Koramil 04 Kubu Padamkan Karhutla, 1,7 Hektare Terselamatkan Lanjutkan Pendinginan.
ROKAN HILIR – Personel Koramil 04/Kubu bersama aparat kepolisian, masyarakat, dan Masyarakat Peduli Api (MPA) berjibaku menyetujui kebakaran hutan dan lahan (karhutla) yang melanda Kepenghuluan Tanjung Leban, Kecamatan Kubu, Kabupaten Rokan Hilir, Sabtu (6/6/2026).1,7 hektare lahan yang akan dipadamkan dari total luas terdampak yang mencapai dua hektare.
Tim gabungan memastikan masih menjaga suhu di lokasi kebakaran agar api tidak kembali muncul di tengah cuaca panas yang melanda wilayah tersebut.
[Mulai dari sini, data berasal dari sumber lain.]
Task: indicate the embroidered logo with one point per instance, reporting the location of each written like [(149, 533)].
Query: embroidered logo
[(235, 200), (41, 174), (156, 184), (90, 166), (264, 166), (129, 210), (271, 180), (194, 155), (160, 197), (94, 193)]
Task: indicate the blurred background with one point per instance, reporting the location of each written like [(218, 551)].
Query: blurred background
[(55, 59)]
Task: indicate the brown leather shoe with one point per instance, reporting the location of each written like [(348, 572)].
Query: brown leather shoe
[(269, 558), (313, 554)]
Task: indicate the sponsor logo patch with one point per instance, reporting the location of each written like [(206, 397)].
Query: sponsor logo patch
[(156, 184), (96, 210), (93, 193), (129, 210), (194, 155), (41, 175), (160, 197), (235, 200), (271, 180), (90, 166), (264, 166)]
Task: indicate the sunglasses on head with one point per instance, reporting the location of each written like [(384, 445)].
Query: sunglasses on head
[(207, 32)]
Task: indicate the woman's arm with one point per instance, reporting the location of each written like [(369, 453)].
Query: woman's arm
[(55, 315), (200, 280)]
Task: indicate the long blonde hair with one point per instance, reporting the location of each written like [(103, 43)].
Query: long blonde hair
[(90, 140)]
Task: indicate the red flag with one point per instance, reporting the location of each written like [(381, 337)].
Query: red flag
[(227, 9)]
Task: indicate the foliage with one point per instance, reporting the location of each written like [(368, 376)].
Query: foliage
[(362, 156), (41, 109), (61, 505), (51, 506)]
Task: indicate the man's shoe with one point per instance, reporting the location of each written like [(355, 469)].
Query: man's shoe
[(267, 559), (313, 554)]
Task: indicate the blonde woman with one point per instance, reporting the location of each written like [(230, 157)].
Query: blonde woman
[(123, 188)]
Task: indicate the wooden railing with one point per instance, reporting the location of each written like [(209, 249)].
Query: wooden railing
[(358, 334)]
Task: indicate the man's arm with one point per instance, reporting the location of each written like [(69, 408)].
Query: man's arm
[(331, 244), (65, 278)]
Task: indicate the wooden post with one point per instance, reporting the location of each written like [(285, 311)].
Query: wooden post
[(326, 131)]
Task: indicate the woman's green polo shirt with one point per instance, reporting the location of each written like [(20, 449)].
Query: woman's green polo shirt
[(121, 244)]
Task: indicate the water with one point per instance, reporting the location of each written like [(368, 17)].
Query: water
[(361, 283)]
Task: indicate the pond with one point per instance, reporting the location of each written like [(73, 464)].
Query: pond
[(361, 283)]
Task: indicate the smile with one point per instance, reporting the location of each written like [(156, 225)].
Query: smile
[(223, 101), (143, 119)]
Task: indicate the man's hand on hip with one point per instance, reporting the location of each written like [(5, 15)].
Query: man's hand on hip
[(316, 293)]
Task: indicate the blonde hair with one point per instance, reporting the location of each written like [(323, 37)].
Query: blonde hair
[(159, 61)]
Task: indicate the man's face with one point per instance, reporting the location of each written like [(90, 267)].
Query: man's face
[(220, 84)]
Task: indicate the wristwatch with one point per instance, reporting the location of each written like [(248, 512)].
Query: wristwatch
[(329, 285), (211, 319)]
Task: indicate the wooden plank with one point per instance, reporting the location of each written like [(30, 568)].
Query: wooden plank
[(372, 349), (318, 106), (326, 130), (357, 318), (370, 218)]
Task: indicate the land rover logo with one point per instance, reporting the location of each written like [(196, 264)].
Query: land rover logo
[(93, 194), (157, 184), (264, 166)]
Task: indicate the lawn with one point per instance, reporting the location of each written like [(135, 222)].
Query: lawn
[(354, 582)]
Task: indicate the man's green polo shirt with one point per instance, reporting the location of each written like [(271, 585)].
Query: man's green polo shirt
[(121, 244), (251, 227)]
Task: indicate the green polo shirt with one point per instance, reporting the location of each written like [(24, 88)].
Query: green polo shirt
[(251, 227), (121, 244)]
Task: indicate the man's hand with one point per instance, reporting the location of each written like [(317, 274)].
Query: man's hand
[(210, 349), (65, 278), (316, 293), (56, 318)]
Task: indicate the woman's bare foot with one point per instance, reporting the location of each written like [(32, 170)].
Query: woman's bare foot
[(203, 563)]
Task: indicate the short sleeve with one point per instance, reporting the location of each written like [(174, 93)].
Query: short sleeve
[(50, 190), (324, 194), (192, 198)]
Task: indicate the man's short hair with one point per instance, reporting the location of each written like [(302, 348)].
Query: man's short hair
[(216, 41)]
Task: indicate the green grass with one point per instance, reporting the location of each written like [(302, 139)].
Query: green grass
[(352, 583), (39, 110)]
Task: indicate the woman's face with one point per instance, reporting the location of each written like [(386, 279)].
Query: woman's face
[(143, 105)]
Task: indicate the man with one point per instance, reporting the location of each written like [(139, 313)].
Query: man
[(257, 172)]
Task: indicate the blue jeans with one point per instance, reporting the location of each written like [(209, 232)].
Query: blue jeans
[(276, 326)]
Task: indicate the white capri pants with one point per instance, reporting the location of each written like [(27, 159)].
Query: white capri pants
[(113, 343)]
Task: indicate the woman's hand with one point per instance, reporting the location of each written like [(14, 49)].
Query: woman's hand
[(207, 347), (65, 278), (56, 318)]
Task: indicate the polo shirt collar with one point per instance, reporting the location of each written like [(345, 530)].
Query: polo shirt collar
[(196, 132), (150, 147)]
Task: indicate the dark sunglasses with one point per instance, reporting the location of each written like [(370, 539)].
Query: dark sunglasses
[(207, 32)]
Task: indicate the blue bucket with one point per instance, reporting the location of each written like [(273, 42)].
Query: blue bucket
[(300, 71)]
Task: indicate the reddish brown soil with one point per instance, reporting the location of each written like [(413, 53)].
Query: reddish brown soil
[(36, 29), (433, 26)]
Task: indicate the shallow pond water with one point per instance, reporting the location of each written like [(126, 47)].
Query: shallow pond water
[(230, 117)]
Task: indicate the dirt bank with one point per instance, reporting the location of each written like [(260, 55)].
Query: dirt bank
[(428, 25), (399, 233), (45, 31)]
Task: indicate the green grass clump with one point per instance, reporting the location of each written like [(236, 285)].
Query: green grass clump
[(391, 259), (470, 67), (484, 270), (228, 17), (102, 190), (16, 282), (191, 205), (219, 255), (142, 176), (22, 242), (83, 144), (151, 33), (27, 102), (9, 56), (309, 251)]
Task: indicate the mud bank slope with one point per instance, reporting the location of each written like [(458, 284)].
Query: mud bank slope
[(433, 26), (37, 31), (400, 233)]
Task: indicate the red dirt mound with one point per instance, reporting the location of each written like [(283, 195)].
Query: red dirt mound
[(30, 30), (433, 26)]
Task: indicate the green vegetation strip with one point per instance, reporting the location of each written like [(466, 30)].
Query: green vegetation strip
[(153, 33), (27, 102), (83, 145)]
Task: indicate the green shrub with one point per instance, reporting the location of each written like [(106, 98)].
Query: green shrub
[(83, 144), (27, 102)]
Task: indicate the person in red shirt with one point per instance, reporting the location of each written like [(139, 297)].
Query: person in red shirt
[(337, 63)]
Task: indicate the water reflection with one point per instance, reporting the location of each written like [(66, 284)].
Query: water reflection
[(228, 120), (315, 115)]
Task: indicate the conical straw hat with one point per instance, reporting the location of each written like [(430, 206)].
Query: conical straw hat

Upaya ini dilakukan setelah sebagian besar titik api berhasil dikendalikan.
Karhutla terjadi di lahan gambut yang telah ditanami kelapa sawit dan kebun singkong. Lokasi kebakaran berada sekitar 10 kilometer dari Markas Koramil 04/Kubu. Berdasarkan pendataan di lapangan, luas lahan yang terbakar diperkirakan mencapai dua hektar. Dari jumlah tersebut, sekitar 1,7 hektare telah berhasil dipadamkan, sementara sekitar 0,3 hektare masih menyisakan titik-titik asap yang terus diawasi petugas.
Sebanyak 15 personel gabungan dikerahkan dalam operasi pemadaman dan pendinginan. Mereka terdiri dari tiga personel TNI, empat personel Polri yang dipimpin Kapolsek Kubu, enam warga masyarakat, serta dua anggota MPA.
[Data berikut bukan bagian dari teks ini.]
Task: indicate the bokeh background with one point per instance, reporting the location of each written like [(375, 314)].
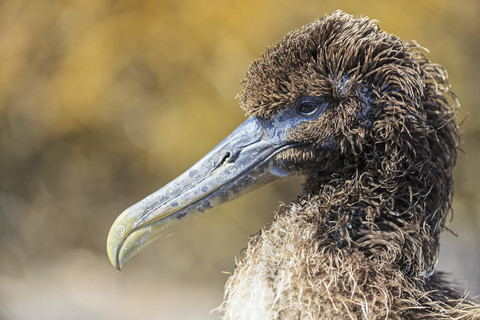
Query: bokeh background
[(103, 102)]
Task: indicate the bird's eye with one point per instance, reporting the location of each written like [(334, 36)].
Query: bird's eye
[(309, 106)]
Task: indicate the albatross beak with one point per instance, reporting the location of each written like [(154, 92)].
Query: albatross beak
[(241, 163)]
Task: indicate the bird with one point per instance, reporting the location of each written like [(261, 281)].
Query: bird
[(369, 121)]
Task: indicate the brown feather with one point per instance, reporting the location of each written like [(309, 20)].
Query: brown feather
[(362, 241)]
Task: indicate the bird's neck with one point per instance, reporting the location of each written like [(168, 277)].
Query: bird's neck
[(387, 224)]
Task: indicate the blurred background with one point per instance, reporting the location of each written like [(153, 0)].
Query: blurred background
[(102, 102)]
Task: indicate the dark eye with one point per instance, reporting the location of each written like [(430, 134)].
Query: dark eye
[(309, 106)]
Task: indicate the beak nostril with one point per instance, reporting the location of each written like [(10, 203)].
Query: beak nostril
[(224, 157)]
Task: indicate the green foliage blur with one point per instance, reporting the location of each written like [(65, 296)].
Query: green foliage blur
[(102, 102)]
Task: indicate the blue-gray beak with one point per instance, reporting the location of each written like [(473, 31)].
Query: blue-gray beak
[(242, 162)]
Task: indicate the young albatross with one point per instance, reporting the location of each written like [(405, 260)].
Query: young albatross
[(370, 122)]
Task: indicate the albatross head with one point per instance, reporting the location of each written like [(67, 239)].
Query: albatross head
[(338, 100)]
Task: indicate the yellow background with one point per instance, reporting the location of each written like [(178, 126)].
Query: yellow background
[(102, 102)]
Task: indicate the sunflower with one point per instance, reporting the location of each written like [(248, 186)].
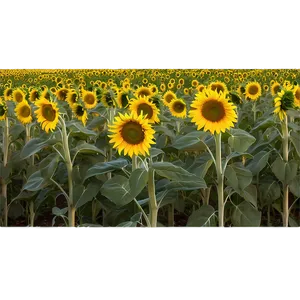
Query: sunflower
[(3, 110), (47, 114), (143, 91), (144, 106), (283, 102), (297, 96), (177, 108), (123, 98), (23, 112), (212, 111), (253, 90), (72, 97), (8, 94), (62, 94), (168, 97), (80, 112), (34, 95), (275, 88), (218, 86), (89, 98), (18, 95), (131, 133)]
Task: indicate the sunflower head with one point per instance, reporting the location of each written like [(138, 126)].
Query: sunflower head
[(131, 133), (80, 112), (168, 97), (62, 94), (177, 108), (8, 94), (23, 112), (253, 90), (144, 106), (213, 111), (47, 114), (284, 101), (18, 95)]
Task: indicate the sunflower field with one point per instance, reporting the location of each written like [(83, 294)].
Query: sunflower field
[(150, 148)]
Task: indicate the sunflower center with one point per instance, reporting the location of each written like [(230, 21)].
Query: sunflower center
[(79, 111), (89, 99), (213, 110), (25, 111), (19, 97), (133, 133), (253, 90), (145, 109), (2, 110), (48, 112), (178, 107)]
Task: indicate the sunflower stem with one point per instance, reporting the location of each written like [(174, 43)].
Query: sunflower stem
[(5, 149), (153, 207), (220, 179), (69, 165), (285, 155)]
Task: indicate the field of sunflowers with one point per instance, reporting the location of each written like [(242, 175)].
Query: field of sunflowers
[(150, 148)]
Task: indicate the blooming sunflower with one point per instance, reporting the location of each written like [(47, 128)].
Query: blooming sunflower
[(168, 97), (72, 97), (18, 95), (177, 108), (89, 98), (131, 133), (218, 86), (283, 102), (23, 112), (253, 90), (144, 106), (34, 95), (275, 88), (3, 110), (47, 114), (80, 112), (8, 94), (143, 91), (62, 94), (213, 111)]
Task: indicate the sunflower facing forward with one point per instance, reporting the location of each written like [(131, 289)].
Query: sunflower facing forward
[(253, 90), (177, 108), (47, 114), (131, 133), (23, 112), (144, 106), (213, 111), (283, 102)]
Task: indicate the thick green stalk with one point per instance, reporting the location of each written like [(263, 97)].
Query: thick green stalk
[(153, 207), (285, 155), (69, 165), (5, 160), (220, 180)]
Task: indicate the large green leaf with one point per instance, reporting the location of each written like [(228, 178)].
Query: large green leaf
[(240, 140), (193, 140), (35, 145), (117, 189), (203, 217), (105, 167), (88, 195), (246, 215), (238, 177), (285, 171), (295, 139), (259, 161), (137, 181), (175, 173)]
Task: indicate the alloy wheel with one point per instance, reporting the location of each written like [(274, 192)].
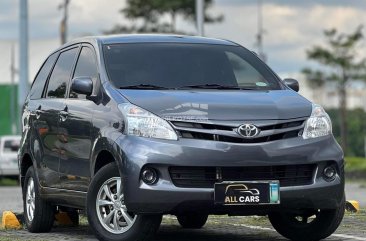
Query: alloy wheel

Untuk mendukung proses pemadaman, tim menggunakan dua unit mesin mini striker, dua nozel, dua selang hisap, dan 15 selang buang. Peralatan tersebut dimanfaatkan untuk menjangkau titik-titik asap yang masih tersisa di area kebakaran.
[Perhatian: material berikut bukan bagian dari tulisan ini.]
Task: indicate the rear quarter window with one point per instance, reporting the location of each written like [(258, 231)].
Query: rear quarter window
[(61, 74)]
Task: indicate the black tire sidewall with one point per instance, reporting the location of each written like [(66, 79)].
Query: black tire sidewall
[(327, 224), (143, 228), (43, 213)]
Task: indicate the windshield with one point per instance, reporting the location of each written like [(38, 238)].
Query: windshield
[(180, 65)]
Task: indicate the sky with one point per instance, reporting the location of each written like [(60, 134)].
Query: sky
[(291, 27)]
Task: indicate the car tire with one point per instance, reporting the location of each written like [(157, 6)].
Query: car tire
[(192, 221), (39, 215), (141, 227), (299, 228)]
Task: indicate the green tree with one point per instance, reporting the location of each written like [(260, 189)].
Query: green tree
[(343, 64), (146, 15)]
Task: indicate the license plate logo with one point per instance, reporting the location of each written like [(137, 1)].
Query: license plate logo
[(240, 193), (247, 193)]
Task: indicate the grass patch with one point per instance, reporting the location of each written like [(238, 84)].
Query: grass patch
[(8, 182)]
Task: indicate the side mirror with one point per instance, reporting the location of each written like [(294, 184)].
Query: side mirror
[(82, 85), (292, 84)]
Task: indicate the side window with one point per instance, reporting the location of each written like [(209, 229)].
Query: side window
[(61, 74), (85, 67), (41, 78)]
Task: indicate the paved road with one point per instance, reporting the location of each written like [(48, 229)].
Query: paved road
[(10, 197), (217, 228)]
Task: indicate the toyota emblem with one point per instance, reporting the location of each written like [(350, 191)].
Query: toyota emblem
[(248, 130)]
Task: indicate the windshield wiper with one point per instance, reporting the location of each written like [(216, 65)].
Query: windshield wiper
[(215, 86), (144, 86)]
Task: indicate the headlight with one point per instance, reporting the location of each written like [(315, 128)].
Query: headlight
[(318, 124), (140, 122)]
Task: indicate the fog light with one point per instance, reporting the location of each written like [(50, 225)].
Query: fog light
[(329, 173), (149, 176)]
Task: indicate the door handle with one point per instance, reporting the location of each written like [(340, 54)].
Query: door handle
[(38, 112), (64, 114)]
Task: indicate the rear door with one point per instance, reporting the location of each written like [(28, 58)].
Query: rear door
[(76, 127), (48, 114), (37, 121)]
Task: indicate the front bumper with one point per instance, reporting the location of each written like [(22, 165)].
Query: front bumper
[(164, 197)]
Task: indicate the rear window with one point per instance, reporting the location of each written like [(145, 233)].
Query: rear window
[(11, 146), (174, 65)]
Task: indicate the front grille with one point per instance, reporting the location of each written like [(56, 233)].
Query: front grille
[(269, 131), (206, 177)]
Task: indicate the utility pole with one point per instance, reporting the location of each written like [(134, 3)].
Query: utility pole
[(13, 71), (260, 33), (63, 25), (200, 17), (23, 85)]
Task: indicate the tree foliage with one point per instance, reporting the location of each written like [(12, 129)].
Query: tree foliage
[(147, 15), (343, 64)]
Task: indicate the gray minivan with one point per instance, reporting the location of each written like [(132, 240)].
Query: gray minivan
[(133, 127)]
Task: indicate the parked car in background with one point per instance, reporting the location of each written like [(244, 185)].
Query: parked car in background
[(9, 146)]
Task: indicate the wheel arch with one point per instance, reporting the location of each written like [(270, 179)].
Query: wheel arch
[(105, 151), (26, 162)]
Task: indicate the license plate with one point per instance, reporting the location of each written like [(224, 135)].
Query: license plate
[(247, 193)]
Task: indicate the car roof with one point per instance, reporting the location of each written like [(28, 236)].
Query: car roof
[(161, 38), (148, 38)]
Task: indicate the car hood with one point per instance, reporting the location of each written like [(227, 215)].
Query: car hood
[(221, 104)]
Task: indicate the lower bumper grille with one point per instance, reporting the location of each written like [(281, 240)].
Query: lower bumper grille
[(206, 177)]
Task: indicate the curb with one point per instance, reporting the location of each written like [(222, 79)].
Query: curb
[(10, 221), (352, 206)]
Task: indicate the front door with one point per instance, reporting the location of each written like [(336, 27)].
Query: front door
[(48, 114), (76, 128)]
Pemilik lahan yang diketahui terbakar bernama Sari Barus Tarigan (55), warga Simpang Pelita. Sementara itu, penyebab kebakaran hingga kini masih dalam penyelidikan pihak Polsek Kubu.
Di lapangan, petugas menghadapi sejumlah kendala. Cuaca yang sangat panas disertai angin kencang membuat bara api berpotensi kembali menyala. Selain itu, sumber air yang letaknya cukup jauh dari lokasi kebakaran menjadi tantangan tersendiri dalam proses pemadaman.
Meski demikian, tim gabungan tetap bertahan di lokasi untuk memastikan seluruh titik secepatnya benar-benar padam. Langkah pembakaran terus dilakukan guna mencegah kebakaran meluas kembali dan mengantisipasi munculnya titik api baru di kawasan lahan gambut tersebut.